Can you not enrich (mix) data with JSON? Of course you can, but you do it by matching one table with another in a relational-database sort of way. Again, nothing wrong with relational databases it's just that RDF is better for some things, like publishing datasets in such a way that encourages re-use in ways that the publisher themselves may not have thought of. A tabular data set is essentially two dimensional, and, to emphasise, very good for a lot of things. RDF is multi-dimensional and good for a lot of other things. The two overlap, but not by 100%.
At the Uses of Open Data workshop I ran recently, I saw a couple of examples where the power of linked data is making a real difference. The Renewable Energy and Energy Efficiency Partnership, Reegle, collects and triplifies data from many different sources to present a lot of domain-specific information in different ways. Similarly, publicspending.gr collects data from different sources, triplifies it and presents it in useful ways. In both cases, the aggregated data is made available as linked data that can be accessed using the same query language and tools that are used in the applications themselves. Try doing that in JSON. You can, yes, but it's a lot easier to use RDF for that kind of thing.
The idea that RDF is not Web friendly is, well, arrant nonsense. RDF is based on using URIs to identify things and relationships between them. If you restrict the use of RDF to using URIs that begin http: and follow a set of simple best practices, you get Linked Data which is how you do data at Web scale. That is, a massively distributed data set that anyone can contribute to, just like they can to the Web of documents.

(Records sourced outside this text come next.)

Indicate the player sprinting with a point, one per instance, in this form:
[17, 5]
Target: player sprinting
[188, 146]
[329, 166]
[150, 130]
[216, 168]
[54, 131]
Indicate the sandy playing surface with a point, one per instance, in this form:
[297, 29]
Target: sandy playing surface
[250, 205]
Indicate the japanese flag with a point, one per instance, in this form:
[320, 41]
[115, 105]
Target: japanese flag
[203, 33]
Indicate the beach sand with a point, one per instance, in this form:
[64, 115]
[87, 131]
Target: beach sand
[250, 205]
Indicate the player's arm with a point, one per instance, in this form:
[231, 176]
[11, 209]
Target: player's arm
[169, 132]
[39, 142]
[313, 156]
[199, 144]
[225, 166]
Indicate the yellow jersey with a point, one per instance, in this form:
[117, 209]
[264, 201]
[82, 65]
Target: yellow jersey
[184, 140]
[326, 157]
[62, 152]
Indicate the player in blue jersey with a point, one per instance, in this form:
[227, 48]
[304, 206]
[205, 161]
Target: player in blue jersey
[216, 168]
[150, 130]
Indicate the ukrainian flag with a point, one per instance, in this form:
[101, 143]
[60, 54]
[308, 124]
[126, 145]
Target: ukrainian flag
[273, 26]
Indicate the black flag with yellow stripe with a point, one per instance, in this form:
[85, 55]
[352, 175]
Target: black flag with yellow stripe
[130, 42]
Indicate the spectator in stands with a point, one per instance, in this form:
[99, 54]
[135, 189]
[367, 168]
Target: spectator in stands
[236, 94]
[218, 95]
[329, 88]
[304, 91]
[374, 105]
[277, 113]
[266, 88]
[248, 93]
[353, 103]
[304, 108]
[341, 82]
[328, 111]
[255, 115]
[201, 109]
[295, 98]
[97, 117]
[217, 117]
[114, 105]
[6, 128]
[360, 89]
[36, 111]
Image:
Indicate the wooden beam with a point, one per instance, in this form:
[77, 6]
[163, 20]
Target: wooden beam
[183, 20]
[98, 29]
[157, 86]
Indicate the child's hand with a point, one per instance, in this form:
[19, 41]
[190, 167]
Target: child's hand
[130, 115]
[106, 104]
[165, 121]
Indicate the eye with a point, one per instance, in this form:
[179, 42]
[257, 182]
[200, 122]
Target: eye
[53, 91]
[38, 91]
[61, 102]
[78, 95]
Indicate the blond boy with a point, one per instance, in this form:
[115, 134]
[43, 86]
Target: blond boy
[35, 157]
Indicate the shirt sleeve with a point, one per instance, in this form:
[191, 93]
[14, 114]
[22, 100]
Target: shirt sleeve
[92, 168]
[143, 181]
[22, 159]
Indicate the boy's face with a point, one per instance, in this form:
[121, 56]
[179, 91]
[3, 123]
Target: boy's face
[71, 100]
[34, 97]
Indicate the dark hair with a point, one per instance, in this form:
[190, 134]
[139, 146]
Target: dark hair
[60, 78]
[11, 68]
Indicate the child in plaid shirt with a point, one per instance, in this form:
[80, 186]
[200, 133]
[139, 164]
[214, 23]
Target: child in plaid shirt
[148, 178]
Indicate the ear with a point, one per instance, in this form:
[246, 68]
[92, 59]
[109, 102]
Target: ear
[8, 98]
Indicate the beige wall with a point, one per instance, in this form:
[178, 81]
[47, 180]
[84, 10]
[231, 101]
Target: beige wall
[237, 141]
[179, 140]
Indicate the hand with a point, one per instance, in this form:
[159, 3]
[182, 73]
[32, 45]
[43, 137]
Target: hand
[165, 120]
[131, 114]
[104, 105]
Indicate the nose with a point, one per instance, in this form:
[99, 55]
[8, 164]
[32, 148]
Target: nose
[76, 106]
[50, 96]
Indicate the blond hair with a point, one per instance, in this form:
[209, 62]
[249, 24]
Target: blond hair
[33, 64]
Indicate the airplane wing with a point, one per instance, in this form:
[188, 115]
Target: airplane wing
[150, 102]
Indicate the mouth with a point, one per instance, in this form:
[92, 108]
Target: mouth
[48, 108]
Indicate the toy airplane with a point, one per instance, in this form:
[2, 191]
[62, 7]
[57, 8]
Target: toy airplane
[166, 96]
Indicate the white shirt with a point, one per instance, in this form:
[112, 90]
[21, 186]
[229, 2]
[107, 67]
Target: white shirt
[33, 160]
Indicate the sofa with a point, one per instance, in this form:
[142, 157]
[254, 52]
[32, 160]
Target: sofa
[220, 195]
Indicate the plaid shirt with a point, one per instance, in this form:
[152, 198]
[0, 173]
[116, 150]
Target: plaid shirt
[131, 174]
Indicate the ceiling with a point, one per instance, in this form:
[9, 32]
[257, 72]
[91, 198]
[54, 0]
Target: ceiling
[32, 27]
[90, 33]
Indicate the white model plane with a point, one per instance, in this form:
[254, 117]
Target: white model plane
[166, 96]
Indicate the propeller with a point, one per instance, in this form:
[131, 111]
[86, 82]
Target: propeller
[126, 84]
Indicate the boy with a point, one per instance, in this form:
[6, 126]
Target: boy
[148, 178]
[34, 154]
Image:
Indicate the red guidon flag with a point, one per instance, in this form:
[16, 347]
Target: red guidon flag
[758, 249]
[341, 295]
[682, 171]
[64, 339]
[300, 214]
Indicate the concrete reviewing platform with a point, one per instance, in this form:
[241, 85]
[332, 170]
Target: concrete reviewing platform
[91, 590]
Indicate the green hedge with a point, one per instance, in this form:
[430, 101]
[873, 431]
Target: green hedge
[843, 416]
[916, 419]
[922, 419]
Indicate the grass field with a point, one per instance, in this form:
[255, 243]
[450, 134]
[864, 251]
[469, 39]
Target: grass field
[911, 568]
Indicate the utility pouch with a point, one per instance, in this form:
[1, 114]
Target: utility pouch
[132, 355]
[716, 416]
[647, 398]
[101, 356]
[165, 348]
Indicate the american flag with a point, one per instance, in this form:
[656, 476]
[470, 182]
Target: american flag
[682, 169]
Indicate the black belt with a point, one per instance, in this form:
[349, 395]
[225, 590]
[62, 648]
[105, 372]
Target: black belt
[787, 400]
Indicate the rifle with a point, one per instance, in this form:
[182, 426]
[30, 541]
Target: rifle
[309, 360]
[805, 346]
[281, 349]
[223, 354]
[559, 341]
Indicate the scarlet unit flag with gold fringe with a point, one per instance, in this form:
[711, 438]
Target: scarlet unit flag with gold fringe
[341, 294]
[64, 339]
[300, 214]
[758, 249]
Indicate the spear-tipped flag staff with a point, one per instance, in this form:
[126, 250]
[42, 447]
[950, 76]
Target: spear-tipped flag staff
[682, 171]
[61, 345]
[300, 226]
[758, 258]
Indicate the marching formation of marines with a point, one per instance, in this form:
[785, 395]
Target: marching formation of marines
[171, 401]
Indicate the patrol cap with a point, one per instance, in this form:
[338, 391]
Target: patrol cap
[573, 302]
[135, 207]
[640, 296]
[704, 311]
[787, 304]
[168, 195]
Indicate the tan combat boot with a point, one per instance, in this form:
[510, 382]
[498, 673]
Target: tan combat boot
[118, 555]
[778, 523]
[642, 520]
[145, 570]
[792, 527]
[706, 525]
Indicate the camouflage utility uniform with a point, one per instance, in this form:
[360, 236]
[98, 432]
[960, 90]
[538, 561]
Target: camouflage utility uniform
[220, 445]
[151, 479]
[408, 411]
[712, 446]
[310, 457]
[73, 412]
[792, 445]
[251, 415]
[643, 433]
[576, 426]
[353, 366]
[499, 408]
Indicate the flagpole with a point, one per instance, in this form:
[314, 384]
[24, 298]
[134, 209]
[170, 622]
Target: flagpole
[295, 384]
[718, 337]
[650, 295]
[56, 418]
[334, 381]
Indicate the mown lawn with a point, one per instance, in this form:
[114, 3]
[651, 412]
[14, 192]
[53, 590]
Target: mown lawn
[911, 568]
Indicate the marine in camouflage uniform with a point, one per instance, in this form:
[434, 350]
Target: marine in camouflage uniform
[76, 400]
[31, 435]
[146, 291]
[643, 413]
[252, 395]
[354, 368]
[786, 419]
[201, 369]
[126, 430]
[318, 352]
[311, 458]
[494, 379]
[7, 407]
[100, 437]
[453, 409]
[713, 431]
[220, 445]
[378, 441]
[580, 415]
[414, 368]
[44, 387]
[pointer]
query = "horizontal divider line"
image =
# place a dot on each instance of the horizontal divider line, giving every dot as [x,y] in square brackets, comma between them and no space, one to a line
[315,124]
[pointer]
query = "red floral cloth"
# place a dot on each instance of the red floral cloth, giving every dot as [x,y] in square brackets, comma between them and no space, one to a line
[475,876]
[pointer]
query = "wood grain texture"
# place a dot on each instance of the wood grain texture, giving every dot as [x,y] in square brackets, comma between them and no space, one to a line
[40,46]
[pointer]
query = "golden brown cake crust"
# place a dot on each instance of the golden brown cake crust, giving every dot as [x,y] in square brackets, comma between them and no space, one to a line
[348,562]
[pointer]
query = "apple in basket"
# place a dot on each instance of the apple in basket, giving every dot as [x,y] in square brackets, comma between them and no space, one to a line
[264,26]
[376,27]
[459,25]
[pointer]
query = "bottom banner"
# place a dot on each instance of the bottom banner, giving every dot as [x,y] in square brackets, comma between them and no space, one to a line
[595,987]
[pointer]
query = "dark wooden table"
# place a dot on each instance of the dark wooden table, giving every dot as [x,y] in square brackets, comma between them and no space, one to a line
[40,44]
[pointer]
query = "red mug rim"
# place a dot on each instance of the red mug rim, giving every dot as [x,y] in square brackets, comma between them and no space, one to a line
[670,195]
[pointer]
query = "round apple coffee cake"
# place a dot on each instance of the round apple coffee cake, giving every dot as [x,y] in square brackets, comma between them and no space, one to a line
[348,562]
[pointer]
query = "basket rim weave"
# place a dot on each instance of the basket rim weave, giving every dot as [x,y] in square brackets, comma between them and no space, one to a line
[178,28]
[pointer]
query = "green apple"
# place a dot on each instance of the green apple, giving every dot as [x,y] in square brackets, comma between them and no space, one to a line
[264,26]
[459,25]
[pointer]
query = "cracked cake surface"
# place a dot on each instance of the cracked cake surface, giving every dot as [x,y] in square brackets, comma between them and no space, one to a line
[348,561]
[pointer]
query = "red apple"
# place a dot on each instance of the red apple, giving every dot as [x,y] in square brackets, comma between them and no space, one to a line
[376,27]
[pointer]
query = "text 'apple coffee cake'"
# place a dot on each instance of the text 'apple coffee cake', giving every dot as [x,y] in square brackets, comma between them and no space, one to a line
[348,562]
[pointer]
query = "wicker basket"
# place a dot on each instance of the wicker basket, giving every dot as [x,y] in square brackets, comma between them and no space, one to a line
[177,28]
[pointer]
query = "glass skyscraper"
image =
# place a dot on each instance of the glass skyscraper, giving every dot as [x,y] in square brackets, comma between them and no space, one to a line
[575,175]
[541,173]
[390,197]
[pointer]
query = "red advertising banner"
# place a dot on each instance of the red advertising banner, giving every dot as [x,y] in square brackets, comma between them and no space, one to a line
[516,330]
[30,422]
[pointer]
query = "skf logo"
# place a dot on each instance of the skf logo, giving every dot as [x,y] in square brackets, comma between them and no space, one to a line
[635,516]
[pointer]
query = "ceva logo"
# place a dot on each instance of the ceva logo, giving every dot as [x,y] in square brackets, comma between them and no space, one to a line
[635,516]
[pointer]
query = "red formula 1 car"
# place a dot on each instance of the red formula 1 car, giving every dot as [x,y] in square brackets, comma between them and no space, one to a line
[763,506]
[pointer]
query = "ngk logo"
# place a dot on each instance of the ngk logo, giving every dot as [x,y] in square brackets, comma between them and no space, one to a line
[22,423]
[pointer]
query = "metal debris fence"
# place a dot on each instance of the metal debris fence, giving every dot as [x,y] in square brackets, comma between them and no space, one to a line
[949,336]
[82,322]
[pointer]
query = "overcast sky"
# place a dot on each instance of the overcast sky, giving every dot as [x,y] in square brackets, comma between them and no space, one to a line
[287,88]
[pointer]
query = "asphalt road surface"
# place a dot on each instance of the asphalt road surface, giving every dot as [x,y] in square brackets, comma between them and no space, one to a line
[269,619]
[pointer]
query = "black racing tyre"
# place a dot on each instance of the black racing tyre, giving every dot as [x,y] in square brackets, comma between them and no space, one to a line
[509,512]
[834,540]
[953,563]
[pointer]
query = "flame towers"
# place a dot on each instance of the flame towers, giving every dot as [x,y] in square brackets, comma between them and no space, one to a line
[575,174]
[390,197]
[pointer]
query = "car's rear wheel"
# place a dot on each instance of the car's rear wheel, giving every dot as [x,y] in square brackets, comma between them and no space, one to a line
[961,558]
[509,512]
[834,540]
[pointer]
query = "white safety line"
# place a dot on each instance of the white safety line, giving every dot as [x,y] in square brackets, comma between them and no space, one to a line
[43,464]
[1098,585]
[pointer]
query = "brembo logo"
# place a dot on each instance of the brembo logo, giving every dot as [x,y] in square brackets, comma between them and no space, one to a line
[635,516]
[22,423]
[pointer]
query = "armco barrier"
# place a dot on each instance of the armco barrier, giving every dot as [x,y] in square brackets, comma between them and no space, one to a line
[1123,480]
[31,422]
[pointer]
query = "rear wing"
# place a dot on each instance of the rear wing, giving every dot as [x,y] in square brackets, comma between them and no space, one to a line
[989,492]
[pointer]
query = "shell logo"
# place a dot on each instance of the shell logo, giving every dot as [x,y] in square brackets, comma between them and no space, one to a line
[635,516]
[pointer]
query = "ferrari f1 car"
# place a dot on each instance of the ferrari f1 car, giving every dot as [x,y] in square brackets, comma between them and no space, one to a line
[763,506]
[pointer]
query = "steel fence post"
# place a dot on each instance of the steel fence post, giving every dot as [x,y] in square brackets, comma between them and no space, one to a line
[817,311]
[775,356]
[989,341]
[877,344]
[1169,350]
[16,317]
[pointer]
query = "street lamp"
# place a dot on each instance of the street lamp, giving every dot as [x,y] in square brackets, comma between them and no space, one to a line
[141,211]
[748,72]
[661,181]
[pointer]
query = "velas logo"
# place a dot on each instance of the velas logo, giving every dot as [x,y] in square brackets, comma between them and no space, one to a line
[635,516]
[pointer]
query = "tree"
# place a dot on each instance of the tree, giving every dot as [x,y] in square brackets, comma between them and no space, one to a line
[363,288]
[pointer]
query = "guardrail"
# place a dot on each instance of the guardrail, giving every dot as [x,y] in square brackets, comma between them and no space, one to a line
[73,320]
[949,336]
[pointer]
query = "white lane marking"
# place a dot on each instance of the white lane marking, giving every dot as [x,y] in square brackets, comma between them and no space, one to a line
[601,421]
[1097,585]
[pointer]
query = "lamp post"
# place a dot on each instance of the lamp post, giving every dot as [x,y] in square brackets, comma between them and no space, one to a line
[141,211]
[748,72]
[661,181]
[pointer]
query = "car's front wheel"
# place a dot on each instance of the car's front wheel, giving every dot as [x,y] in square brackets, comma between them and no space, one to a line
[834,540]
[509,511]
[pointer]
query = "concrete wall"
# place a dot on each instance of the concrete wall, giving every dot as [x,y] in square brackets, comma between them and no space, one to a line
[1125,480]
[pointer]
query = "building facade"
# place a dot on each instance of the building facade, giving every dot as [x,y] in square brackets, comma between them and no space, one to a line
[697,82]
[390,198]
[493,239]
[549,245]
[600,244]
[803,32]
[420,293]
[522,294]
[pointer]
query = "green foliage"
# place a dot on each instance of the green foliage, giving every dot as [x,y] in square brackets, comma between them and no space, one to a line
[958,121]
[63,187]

The idea of using URIs to link data is right there in TimBL's original paper from 1989. The Web of Data is woven into the very fabric of the Web.
But there's more.
One of the reasons some public sector officials are reluctant to publish their data is that they fear that it will be misused. Notably the fear is that some of the important detail in the data will be missed. Tabular data typically includes annotations "beware this is an estimate" or "this value is missing because of XYZ". That kind of data is an important part of the story and it's vital that developers take note — those annotations and the general metadata that goes with any data set are what tell you the context in which the data was gathered, what it does and does not represent. To encode that you need rather more than name/value pairs and the odd array. I said more about this in a recent keynote.
Religious wars that reduce to "my technology's better than your technology" are always counter productive. That said, I do think that the linked data community does need to do more to make developers' lives easier. JSON-LD is a really good start, so is R2RML and I'm looking forward to seeing what comes out of the heavily JSON-centric Data Protocols work announced this week by the Open Knowledge Foundation.
But please don't fear RDF and don't tell me that it's not Web friendly.